Design: In 20 liver allograft recipients, a 2-cm core liver biopsy was obtained, once before and once 6 months after the conversion to the sirolimus monotherapy. Hematoxylin and eosin, tri-chrome, and immunohistochemistry (IHC) was performed using antibodies to FOXP3 (Treg), CD3, CD4, and CD8. The number of CD3, FOXP3, CD4 and CD8 positive lymphocytes per high power field were counted. Ratios of FOXP3:CD3 and CD4:CD8 were calculated, and an average of three portal-tract ratios was recorded. 5 documented rejection cases were used for comparison.

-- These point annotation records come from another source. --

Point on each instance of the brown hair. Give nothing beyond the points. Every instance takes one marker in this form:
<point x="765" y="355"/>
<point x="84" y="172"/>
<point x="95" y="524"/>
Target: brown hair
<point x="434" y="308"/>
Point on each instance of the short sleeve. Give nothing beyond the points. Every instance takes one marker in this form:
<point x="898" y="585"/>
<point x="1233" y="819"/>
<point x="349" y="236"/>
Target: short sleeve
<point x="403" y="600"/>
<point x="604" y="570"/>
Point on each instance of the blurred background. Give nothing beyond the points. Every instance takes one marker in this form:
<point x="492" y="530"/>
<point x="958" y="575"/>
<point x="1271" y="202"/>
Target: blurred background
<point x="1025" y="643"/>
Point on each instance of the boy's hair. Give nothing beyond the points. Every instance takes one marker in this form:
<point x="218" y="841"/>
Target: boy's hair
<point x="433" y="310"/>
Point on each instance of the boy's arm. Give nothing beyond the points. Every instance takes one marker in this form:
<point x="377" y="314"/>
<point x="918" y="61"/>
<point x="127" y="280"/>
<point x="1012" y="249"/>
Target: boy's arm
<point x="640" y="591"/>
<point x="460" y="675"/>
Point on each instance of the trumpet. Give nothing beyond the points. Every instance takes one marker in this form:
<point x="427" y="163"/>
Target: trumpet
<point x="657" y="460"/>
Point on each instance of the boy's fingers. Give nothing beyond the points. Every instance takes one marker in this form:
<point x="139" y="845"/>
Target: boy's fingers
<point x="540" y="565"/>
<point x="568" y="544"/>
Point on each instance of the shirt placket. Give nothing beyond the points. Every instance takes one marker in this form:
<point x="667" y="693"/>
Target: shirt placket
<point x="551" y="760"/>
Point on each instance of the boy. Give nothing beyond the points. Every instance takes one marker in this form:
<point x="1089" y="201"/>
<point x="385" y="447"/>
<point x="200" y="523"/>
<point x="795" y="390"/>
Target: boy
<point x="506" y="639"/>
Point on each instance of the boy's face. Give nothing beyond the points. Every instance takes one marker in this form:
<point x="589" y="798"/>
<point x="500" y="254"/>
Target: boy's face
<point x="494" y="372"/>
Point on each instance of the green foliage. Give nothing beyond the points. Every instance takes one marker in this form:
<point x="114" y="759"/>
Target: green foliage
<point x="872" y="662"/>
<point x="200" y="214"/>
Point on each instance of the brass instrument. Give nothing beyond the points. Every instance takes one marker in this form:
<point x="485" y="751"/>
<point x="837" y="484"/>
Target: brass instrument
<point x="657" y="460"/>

Results: The Tregs presented mostly as single cells scattered throughout the portal area with occasional clustering in the biopsies before conversion to sirolimus monotherapy. Semi-quantitative analysis revealed that the Tregs were significantly increased after six months of conversion to sirolimus monotherapy in comparison to the rest of the T cells with the ratio of FOXP3:CD3 positive cells being (0.19 ± 0.1), compared to beginning of the therapy (0.11 ± 0.1; P = 0.01) or rejection cases (0.09 ± 0.01; P = 0.005). In addition, the ratio of CD4:CD8-positive cells also increased significantly (1.2 ± 0.5), compared to beginning of the therapy (0.86 ± 0.2; P = 0.02) or those with rejection (0.9 ± 0.1; P = 0.01), consistent with the increased number of the Tregs. The vast majority of T cells in the rejection cases are composed of CD8+ T cells with very rare FOXP3 + and CD4+ cells.
Conclusions: T cells immunophenotyping by IHC in liver core biopsies of liver allograft recipients is a practical and reliable method of prediction the effectiveness of immunosuppression therapy, particularly conversion to sirolimus monotherapy. Also the T cells immunophenotype characterization will help in detecting early rejection cases.